2. No obstante, muy rápido la Iglesia reconoció la autoridad de hecho de los reyes bárbaros y consintió a que se repartieran las tierras del imperio que habían invadido, en tantos reinos más nominales que reales, cambiando sin cesar de manos y de fortuna. Sin embargo es de esos reinos, a fuerza de inteligencia y de paciencia que la Iglesia sabrá hacer comunidades humanas estables, organizadas bajo el modelo romano, que se volverán lentamente naciones teniendo, colmo de la perfección, una fe, una ley, un rey, vueltas capaces en su unidad, siglo tras siglo más formada y asentada, de mantenerse y prosperar a través de los peores trastornos.

La existencia nacional es pues un fruto específico de nuestra civilización cristiana, al grado de alcanzar la convergencia ideal del Estado racial judío, con la Ciudad griega, y con el Imperio romano. Es la Iglesia quien, por su fuerza espiritual y su genio civilizador, engendró este tipo superior de comunidad humana, la nación.

La unidad nacional no puede entonces dar lugar a una definición cartesiana, a una idea clara y distinta. No es ni un territorio contenido en fronteras naturales hipotéticas, ni una raza, ni una lengua, ni una tradición común, ni un interés común. Las naciones europeas son el resultado, fortuito pero admirable, de una lenta formación de la unidad espiritual y temporal, por un lado innato, por el otro voluntario, espontáneo y organizado, de sentimiento y de razón, obra de necesidad pero también de poder, bajo la influencia de la Iglesia creando un alma común, y bajo la autoridad de un poder político constante y afortunado.

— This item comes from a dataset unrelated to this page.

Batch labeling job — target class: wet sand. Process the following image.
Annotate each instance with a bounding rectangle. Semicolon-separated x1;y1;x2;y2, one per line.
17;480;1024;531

3. La Cristiandad, que primero era una civilización sin ningún otro soporte que la Iglesia, única que haya permanecido de pie en la ruinas del Imperio, se transformó, por medio de una lenta madurez política, en un concierto de naciones cristianas, obra maestra extraordinaria, de la Iglesia en el campo del temporal. De una multitud de pueblos bárbaros, desaferrando sin parar sobre Europa, constantemente sacudida y empujada, bajo los apremios de jefes aun feroces y paganos, la Iglesia sabrá realizar un mosaico de Estados convencidos con la idea de su coexistencia pacífica, del respeto de los tratados, y de su unión cristiana contra toda barbarie exterior amenazadora.

Un inmenso progreso político se cumplió así bajo la egida de la Iglesia romana. El mundo bárbaro se estabilizó, civilizó, romanizó, cristianizó. Algunos reinos conocieron el orden y la paz interiores; moderaron su querellas al llamado de la Iglesia y empezaron a resentir la unidad del mundo cristiano ante los peligros exteriores. Así se desempeñó la obra paciente de los obispos galo-romanos “ legándole a los bárbaros”, más precisamente, convirtiendo y civilizando a los bárbaros, una política cristiana admirablemente realista, coherente y fecunda.